• 1
    Building the Hardware

    Gather all of the materials listed in the parts list above and we’ll start by connecting the LCD to the Builder Base.

    On the back of your LCD you should have four pins labeled SDA,SCL,VCC, and GND.

    You should use MF jumper wires to attach the LCD to the Builder base

    You should attach the LCD to the Builder Base as follows:

    The other hardware component that needs to be assembled is the Simon Says Project or the DIY Kit.

    If you don’t already have one of those circuits assembled, follow the steps listed on their pages.

    This circuit will serve as your game board for the Whack-a-Mole project.

    Once you have both circuits completed you can move onto building the Firmware.

  • 2
    Build the Firmware

    First we will start by building the firmware file for the LCD screen.

    Create a new firmware file and name it “Whack_a_mole_LCD”.

    Now, by using the “+Add Hardware” button, add an LCD to the firmware file.

    Now, select the “Generic LCD2004 Display (I2C) from the driver dropdown menu and configure the driver as follows:

    **The I2C address of your LCD might be different that ours, so when your LCD is connected to the Builder Base we suggest that you perform an I2C scan via the Debug menu on our clients page.**

    That’s it! Save your firmware file.

    Next, depending on which controller circuit you use, you should build the firmware file for either the Simon Says Project or the DIY Kit.

  • 3
    Build the Application

    We will use this section to walk you through the basic game logic involved in the Whack-a-mole game. You can either download the application from the resources section below, or you can follow along and build the game for yourself!

    Here we have split the application up into for main components:

    1. Main Game sequence, 2. Input, 3.Score/Win Calculation, 4. Output

    These two Input Number objects set the time a player as to react, and the number of points the player needs before the game is won. These values are set through the Dashboard.

    When the player hits the “Start” hardware button object a number of objects are triggered.
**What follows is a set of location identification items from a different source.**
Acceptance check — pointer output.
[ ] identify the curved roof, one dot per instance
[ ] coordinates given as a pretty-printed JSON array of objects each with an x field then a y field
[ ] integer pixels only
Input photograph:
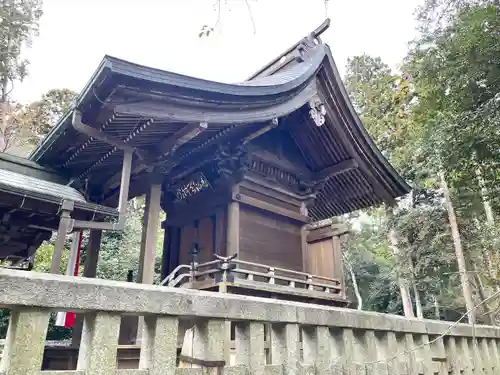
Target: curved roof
[{"x": 152, "y": 109}]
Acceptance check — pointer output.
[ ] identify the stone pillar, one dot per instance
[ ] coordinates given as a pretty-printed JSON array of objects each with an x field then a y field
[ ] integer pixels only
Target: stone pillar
[
  {"x": 89, "y": 270},
  {"x": 93, "y": 248},
  {"x": 233, "y": 228},
  {"x": 149, "y": 235},
  {"x": 64, "y": 226},
  {"x": 167, "y": 249}
]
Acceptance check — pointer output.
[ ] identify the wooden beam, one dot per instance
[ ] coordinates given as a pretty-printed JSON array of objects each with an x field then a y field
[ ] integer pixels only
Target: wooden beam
[
  {"x": 336, "y": 169},
  {"x": 166, "y": 147},
  {"x": 187, "y": 133}
]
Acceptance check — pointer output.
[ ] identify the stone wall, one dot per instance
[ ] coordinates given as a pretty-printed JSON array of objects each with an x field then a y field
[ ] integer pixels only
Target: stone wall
[{"x": 301, "y": 338}]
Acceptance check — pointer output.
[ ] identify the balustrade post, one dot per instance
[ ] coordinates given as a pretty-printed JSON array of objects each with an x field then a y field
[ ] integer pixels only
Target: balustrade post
[
  {"x": 326, "y": 356},
  {"x": 411, "y": 358},
  {"x": 159, "y": 345},
  {"x": 476, "y": 356},
  {"x": 486, "y": 357},
  {"x": 426, "y": 352},
  {"x": 209, "y": 340},
  {"x": 465, "y": 356},
  {"x": 25, "y": 342},
  {"x": 452, "y": 356},
  {"x": 495, "y": 355},
  {"x": 285, "y": 348},
  {"x": 99, "y": 344},
  {"x": 393, "y": 354}
]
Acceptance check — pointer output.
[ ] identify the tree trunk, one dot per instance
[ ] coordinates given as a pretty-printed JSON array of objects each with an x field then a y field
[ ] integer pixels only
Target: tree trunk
[
  {"x": 403, "y": 285},
  {"x": 418, "y": 302},
  {"x": 4, "y": 99},
  {"x": 482, "y": 294},
  {"x": 354, "y": 285},
  {"x": 490, "y": 223},
  {"x": 462, "y": 268}
]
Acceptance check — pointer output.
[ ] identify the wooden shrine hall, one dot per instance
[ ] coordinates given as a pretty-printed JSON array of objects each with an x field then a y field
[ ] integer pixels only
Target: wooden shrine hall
[{"x": 249, "y": 174}]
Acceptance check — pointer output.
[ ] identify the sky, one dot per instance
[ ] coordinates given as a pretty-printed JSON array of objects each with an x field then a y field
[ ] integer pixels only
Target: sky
[{"x": 76, "y": 34}]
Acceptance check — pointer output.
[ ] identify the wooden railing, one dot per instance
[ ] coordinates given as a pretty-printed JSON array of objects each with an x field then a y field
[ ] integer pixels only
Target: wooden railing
[
  {"x": 253, "y": 272},
  {"x": 303, "y": 338}
]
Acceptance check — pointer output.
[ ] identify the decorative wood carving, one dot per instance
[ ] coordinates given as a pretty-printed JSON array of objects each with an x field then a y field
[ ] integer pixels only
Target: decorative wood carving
[
  {"x": 196, "y": 184},
  {"x": 317, "y": 111},
  {"x": 231, "y": 162}
]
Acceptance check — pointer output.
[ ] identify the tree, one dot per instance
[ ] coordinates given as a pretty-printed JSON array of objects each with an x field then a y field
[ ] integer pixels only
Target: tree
[
  {"x": 18, "y": 24},
  {"x": 32, "y": 122}
]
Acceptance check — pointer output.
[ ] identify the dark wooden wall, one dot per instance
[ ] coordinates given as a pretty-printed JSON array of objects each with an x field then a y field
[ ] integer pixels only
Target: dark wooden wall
[
  {"x": 209, "y": 232},
  {"x": 269, "y": 239},
  {"x": 323, "y": 253}
]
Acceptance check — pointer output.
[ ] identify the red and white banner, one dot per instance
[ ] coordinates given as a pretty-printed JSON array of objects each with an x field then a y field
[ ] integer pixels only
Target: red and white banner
[{"x": 67, "y": 319}]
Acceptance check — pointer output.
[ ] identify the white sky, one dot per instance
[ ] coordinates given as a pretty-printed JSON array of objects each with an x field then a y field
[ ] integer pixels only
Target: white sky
[{"x": 76, "y": 34}]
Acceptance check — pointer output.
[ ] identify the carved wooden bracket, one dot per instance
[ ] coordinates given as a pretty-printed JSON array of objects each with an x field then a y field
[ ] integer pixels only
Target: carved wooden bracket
[{"x": 317, "y": 111}]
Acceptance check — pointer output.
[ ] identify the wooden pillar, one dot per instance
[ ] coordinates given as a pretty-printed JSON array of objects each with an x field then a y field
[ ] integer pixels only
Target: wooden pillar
[
  {"x": 89, "y": 270},
  {"x": 233, "y": 228},
  {"x": 149, "y": 235},
  {"x": 93, "y": 248},
  {"x": 323, "y": 253},
  {"x": 131, "y": 326},
  {"x": 64, "y": 226}
]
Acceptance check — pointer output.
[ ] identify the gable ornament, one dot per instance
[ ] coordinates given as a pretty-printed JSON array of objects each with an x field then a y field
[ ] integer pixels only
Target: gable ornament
[{"x": 317, "y": 111}]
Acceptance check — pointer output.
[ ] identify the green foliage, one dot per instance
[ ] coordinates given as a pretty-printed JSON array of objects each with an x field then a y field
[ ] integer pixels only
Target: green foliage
[
  {"x": 441, "y": 114},
  {"x": 18, "y": 24}
]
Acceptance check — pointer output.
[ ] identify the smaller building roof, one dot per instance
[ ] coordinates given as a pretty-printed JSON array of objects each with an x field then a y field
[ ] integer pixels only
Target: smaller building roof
[{"x": 157, "y": 112}]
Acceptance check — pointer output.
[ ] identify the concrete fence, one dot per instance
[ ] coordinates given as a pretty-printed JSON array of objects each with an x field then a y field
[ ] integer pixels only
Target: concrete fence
[{"x": 302, "y": 339}]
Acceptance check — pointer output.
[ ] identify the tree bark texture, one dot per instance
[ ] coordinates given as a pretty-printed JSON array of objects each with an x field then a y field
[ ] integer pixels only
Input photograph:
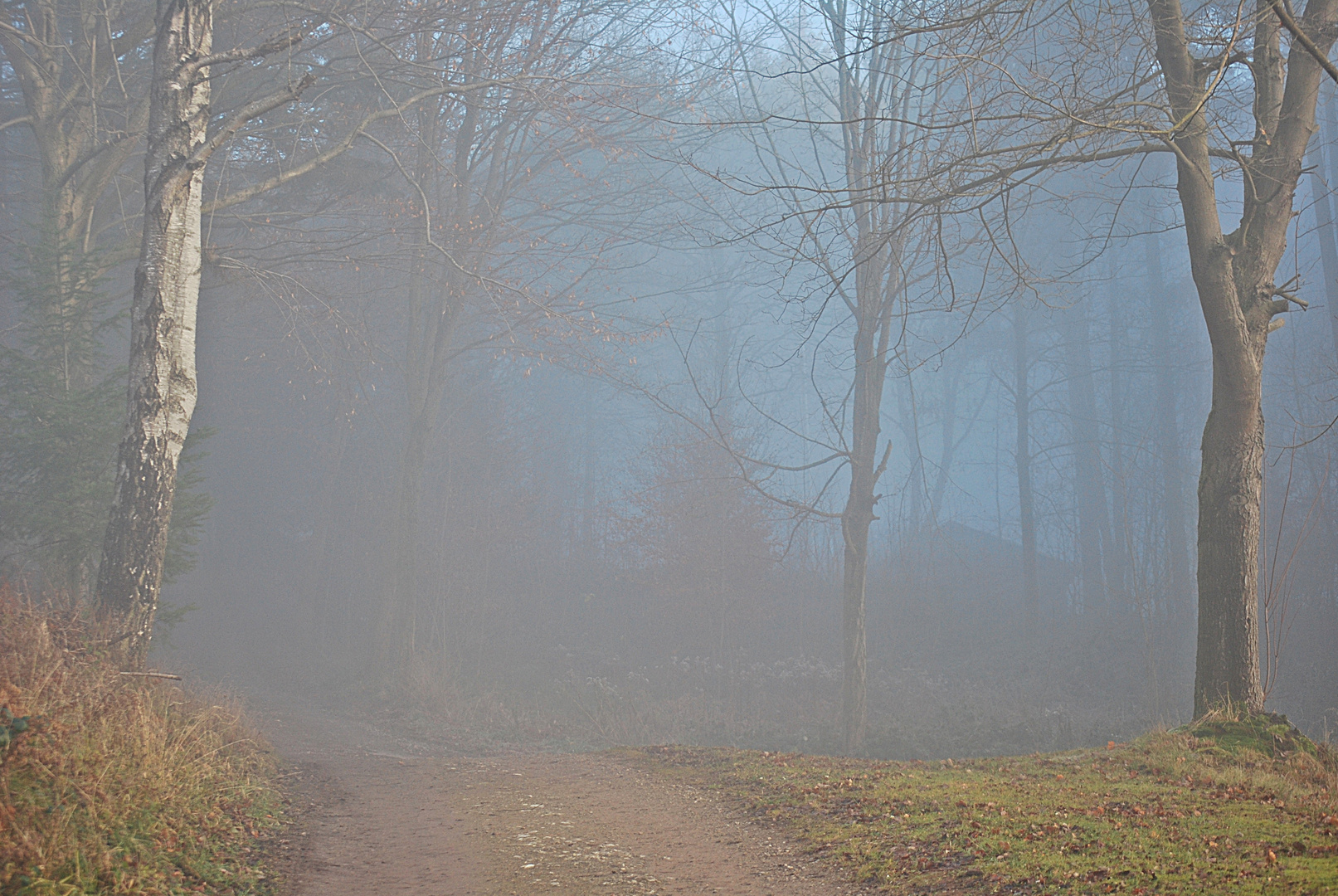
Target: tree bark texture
[
  {"x": 1088, "y": 480},
  {"x": 162, "y": 327},
  {"x": 1178, "y": 594},
  {"x": 1326, "y": 166},
  {"x": 1233, "y": 275},
  {"x": 1023, "y": 461},
  {"x": 858, "y": 515}
]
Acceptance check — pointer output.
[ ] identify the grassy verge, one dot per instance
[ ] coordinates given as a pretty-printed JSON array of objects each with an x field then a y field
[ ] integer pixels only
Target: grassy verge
[
  {"x": 1224, "y": 808},
  {"x": 122, "y": 786}
]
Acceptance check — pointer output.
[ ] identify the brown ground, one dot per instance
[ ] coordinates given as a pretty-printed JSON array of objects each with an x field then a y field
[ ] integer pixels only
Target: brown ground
[{"x": 380, "y": 815}]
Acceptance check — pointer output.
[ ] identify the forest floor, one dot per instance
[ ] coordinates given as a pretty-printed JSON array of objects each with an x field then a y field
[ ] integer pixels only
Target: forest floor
[{"x": 377, "y": 812}]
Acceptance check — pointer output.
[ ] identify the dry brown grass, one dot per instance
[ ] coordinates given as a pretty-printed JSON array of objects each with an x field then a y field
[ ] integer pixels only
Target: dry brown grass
[{"x": 122, "y": 786}]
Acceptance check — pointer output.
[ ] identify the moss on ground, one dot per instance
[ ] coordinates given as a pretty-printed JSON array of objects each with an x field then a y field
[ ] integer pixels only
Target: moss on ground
[{"x": 1172, "y": 812}]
First, the “Start” interface object is triggered. We have hardware and interface button objects here so that the game can be played from both the dashboard and the game controller.

    From the Start button the Digital Toggle object is then triggered, the toggle object then triggers the “And” object, which consequently triggers the “Sequence” object.
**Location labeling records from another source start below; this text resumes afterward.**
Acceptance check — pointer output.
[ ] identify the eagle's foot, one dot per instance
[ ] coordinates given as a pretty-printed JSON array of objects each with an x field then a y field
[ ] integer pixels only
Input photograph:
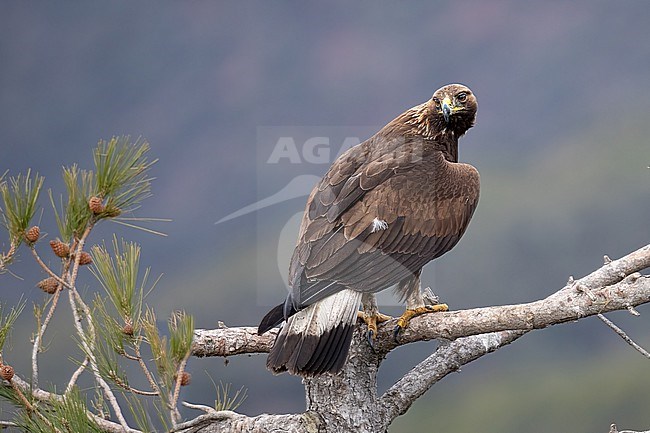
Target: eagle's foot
[
  {"x": 371, "y": 321},
  {"x": 405, "y": 318}
]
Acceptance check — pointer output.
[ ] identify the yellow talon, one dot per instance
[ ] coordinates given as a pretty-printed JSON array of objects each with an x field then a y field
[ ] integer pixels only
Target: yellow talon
[
  {"x": 405, "y": 318},
  {"x": 371, "y": 320}
]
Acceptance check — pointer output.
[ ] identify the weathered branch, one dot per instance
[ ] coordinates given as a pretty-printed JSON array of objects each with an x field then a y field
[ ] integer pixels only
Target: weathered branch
[
  {"x": 472, "y": 334},
  {"x": 615, "y": 286},
  {"x": 448, "y": 358}
]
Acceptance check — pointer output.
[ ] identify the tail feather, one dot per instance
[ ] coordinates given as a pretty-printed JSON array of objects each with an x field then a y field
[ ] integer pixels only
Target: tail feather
[{"x": 317, "y": 339}]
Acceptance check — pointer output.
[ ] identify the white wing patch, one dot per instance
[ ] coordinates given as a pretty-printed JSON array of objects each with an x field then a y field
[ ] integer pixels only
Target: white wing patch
[{"x": 378, "y": 224}]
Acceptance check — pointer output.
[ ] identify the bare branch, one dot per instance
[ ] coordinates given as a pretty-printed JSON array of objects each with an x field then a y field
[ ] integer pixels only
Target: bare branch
[
  {"x": 624, "y": 336},
  {"x": 448, "y": 358},
  {"x": 76, "y": 374},
  {"x": 231, "y": 341}
]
    The data sequence then triggers the RNG object, which will output a random number in the range [1,4]. The sequence will then trigger a 1s timeout. During this timeout the random number is sent to the “Color Enum Out” Custom snippet. This custom snipper takes in the range [0,4], and sends a trigger out of one port depending on the number received.

    Here’s the code for the object:

    Returning back to the original sequence, the RNG object also sends the number to the “Value 1” port of the Value Compare object.
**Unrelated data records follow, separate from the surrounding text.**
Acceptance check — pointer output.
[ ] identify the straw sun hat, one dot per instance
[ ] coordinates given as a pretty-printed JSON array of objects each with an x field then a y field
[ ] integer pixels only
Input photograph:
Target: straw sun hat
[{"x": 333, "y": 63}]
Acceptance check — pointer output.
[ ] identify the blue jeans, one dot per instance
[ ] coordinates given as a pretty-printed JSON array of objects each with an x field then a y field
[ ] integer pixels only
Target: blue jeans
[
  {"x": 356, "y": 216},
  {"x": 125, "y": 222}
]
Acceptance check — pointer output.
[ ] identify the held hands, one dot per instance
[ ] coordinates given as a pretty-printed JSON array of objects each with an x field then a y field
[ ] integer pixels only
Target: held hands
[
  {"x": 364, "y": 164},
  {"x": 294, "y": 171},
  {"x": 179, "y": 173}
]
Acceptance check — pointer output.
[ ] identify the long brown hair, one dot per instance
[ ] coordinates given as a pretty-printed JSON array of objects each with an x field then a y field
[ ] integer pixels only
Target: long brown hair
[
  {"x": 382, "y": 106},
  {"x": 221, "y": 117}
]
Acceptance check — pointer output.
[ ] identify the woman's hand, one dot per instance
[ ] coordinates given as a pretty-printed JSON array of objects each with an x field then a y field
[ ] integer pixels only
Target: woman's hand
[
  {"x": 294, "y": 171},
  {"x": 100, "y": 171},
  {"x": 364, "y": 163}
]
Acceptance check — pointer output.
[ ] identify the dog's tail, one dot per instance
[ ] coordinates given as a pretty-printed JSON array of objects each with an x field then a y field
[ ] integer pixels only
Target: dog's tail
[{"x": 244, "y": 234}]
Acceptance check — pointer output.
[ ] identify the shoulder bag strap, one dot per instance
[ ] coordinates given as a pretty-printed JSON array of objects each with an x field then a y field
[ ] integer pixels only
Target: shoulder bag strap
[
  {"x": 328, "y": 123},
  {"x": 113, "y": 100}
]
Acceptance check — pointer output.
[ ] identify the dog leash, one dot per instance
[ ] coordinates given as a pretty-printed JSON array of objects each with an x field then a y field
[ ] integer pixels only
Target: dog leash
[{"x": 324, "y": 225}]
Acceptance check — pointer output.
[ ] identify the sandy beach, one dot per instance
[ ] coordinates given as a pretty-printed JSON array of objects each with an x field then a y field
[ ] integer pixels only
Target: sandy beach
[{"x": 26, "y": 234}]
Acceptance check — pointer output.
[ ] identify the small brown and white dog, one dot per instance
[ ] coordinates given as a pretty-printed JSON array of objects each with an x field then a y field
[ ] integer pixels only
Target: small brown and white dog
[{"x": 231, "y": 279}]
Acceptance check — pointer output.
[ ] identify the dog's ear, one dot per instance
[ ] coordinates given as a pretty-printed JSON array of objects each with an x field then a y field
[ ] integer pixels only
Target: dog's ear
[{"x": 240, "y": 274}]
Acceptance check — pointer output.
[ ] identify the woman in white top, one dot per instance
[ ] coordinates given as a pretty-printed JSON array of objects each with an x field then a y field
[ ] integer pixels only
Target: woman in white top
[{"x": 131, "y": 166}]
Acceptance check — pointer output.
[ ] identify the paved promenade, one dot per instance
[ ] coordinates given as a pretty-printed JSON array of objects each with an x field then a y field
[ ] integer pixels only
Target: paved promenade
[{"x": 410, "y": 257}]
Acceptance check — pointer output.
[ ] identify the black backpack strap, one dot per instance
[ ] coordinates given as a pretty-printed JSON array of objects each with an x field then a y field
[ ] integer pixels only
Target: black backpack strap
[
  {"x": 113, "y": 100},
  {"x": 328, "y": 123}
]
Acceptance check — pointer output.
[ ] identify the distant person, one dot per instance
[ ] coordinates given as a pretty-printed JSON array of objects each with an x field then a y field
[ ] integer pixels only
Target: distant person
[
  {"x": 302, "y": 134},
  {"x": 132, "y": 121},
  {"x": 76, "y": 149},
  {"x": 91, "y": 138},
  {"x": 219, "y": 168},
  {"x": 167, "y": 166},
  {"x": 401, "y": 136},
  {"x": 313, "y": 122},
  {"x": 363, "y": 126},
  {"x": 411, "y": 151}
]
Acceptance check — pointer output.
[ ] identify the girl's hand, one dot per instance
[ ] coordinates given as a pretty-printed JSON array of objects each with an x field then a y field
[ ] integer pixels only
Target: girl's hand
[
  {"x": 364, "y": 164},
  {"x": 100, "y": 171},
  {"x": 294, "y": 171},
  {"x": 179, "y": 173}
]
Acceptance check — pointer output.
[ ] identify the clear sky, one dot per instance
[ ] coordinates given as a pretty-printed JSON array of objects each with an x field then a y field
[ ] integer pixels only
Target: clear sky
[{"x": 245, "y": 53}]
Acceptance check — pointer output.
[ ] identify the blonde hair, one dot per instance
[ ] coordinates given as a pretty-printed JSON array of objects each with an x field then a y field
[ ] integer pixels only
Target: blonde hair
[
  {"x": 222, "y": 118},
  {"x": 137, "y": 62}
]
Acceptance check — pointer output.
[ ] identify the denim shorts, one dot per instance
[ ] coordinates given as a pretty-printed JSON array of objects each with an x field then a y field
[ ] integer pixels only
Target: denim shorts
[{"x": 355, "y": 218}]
    At this point the timeout block has finished executing its 1000ms timeout and sends a trigger to the “send zero” custom snippet, and it also triggers the Value Compare block.

    The Value compare Block evaluates the value that the RNG block produces against the color(number) that the player inputs.

    When we send a zero to the custom “Color Enum Out” snippet a trigger is sent out of its Reset port. This resets the game sequence and causes another color to be selected. The Sequence will either be reset by the timeout, or if the player selects the right color before the timeout executes.

    We will now look at the the Input portion of the program.

    We have a hardware and an interface button object for each color, this allows us to play the game from both the controller and the dashboard. These button pairs each feed into their corresponding ports on the “Color Enum In” custom snippet. This snippet converts the the port the signal is received from the port's corresponding number.

    This value is then passed to the Value Compare object that we discussed earlier. If the value that the player inputs is equal to the value that the RNG object generates, the game sequence is then reset. If the colors are not equal then nothing is triggered.

    We will now look at how the score is calculated and how a winner is determined.

    When the Game starts, the Data counter is set to 0, and the Max of the Data Counter is by default set to 10, but that can be changed through the dashboard.

    If the RNG value and the value that the player input are equal, the Increment port on the data counter is triggered. This Value is then passed to the String Merge Block. The String Merge Block merges the strings “Score:” and “(Value from Counter)”.

    The value from the counter is also passed to the “Your Score” Text block which displays your score on the dashboard, and to the Any Data Sequence object, which sends the same string to the LCD.

    The counter also passes this value to the value compare block. This compare block evaluates your current score against the set winning score. By default the winning score is set to 10, but it can be changed through the dashboard.

    If the two values are equal, the “Win” static string block sends the message “!WIN! !WIN!” to the “Your Score” text block, and to the Any Data Sequence block, which sends the same string, “!WIN! !WIN!”, to the LCD.

    When a winning score is met, the value compare block also resets the entire game so that it can be played again.

    That’s it for programming the App, save it and return to your applications page!